Genetic heterogeneity model using simulated short reads
Normally bacterial genome sequencing is carried out using cells derived from a single colony. If the culture is pure, it is expected that all the members of the population will display identical variations as compared to the reference genome with consensus base ratio near 1. On the other hand if the population contains more than one type of bacteria, then some members will show variations while rest will be identical to the reference sequence. These are rare variations. Relative level of a rare variant depends on the nature of the population that is the level of mixing of different genotypes. Here we tried to model the major and minor variations in a population using short read data generated by simulation.
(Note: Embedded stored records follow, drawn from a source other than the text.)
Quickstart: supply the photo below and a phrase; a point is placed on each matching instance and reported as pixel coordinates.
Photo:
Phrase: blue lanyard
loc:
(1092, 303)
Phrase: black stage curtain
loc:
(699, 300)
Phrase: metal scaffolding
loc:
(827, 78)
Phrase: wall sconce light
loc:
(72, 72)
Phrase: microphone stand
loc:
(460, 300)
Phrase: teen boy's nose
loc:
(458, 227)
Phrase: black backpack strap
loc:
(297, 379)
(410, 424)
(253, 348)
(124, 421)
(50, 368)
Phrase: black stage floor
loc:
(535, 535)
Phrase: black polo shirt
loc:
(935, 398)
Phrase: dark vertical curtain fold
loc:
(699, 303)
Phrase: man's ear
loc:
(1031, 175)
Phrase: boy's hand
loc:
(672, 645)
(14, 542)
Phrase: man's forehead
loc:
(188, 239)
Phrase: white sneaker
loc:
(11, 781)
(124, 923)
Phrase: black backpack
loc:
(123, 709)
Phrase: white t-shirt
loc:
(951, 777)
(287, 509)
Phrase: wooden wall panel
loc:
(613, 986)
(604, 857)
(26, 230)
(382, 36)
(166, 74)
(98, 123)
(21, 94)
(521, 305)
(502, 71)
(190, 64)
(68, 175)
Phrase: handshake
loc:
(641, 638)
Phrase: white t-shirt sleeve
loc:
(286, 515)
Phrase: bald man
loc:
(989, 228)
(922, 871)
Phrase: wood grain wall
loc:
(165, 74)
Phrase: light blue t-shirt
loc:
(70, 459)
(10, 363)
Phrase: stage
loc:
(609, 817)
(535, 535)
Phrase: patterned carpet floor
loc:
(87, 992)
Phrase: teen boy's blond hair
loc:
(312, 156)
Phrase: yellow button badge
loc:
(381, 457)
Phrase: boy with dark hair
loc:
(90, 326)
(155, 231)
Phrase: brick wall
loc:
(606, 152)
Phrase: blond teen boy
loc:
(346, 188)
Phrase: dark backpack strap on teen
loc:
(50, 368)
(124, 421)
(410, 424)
Let the number of reads generated from CDC1551 be “m”. So, 80% of the genome will have approximately 0.8 x m reads. Now if (0.8 x m)/9 reads from 80% of H37Rv are mixed with these, 80% of tuberculosis genome will be represented by reads from CDC1551 and H37Rv in 9:1 ratio. Similarly 15, 3, 2 and 1% of the genome were represented by 8:2,7:3,6:4 and 5:5 reads from CDC1551 and H37Rv respectively. And then all the reads were aligned with the reference M. tuberculosis CDC1551 by bowtie 0.12.7 . After the alignment, randomly generated SNVs would show up as major variations while SNVs unique to H37Rv as rare variants.
The distribution of consensus base ratio in extra-pulmonary isolates and that in simulated data are plotted together (See Figure 5).
Identification of missing genes and insertion elements
Missing genes were identified from the alignment of reads with multiple maps from each isolate by identifying regions with minimum read depth below 10 and gene coverage less than 10. These regions are either missed while sequencing or are deleted in the genome of one of the isolates. Large deletions from the isolates were identified using Pindel . As sequencing depth normally achieved is around 100 for the whole genome, there is less chance of missing these regions during sequencing.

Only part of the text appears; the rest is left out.